Did COVID-19 disproportionately affect certain racial or ethnic groups with regard to overdose deaths?

Yes, significant racial disparities emerged. Overdose death rates among Black Americans increased by 44% from 2019 to 2020, compared to 22% among white Americans. Indigenous communities also experienced disproportionate increases. These disparities reflected structural inequities amplified by the pandemic, including differential access to treatment, higher rates of economic disruption, residential segregation affecting drug supply exposure, and pre-existing disparities in healthcare access. The geographic distribution of the opioid crisis also shifted, with accelerating rates in Western states and urban areas that had previously been less affected.

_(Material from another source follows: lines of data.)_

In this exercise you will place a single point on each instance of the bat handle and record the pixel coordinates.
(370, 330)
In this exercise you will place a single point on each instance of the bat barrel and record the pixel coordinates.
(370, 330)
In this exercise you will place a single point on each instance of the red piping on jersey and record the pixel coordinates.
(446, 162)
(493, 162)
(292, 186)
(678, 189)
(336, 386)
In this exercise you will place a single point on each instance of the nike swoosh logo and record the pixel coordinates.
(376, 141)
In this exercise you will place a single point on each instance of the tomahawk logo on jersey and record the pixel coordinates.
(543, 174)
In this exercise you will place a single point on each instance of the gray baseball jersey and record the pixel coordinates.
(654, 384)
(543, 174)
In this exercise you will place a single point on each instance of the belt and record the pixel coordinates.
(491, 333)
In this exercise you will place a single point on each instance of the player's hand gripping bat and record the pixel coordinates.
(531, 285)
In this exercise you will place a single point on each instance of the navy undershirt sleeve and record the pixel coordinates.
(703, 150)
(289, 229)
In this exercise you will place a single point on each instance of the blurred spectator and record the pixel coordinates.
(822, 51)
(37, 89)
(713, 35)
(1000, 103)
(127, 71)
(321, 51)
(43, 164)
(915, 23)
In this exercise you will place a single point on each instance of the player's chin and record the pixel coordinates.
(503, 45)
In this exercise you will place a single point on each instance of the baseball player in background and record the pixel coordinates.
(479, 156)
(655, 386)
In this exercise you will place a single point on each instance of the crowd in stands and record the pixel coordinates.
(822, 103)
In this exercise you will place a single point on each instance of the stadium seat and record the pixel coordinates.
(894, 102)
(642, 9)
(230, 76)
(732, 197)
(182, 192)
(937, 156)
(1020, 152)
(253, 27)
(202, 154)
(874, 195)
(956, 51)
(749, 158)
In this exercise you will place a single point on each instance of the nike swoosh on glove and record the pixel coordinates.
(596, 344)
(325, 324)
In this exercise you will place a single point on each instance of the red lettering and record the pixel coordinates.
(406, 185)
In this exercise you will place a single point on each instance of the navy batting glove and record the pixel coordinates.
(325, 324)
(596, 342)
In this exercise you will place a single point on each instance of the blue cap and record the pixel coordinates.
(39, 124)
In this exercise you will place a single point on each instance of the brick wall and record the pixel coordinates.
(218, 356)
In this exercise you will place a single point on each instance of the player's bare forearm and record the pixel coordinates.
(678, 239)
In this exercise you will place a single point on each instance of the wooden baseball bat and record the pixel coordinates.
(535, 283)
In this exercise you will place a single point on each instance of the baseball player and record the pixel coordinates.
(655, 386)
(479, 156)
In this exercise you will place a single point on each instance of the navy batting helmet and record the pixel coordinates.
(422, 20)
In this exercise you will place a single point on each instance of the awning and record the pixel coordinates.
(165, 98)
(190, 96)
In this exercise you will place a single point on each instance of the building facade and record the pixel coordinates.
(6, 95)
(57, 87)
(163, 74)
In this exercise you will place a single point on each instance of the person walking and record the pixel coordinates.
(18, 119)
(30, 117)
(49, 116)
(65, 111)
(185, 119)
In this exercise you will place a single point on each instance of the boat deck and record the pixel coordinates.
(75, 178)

What emerging research may change how we treat addiction in a post-pandemic world?

Several research frontiers are reshaping the field. The neuroimmunology of addiction—particularly TLR4-mediated neuroinflammation, potentially exacerbated by COVID-19 neurotropism—has prompted clinical trials of anti-inflammatory agents like ibudilast for AUD and OUD. FDA-approved digital therapeutics (reSET, reSET-O) showed 15-20 percentage point improvements in treatment retention. The permanent adoption of telehealth MOUD prescribing and expanded methadone take-home policies, supported by pandemic-era natural experiment data, may fundamentally improve treatment accessibility. Long COVID's potential interaction with addiction neurocircuitry through neuroinflammatory pathways represents an emerging but still speculative research area.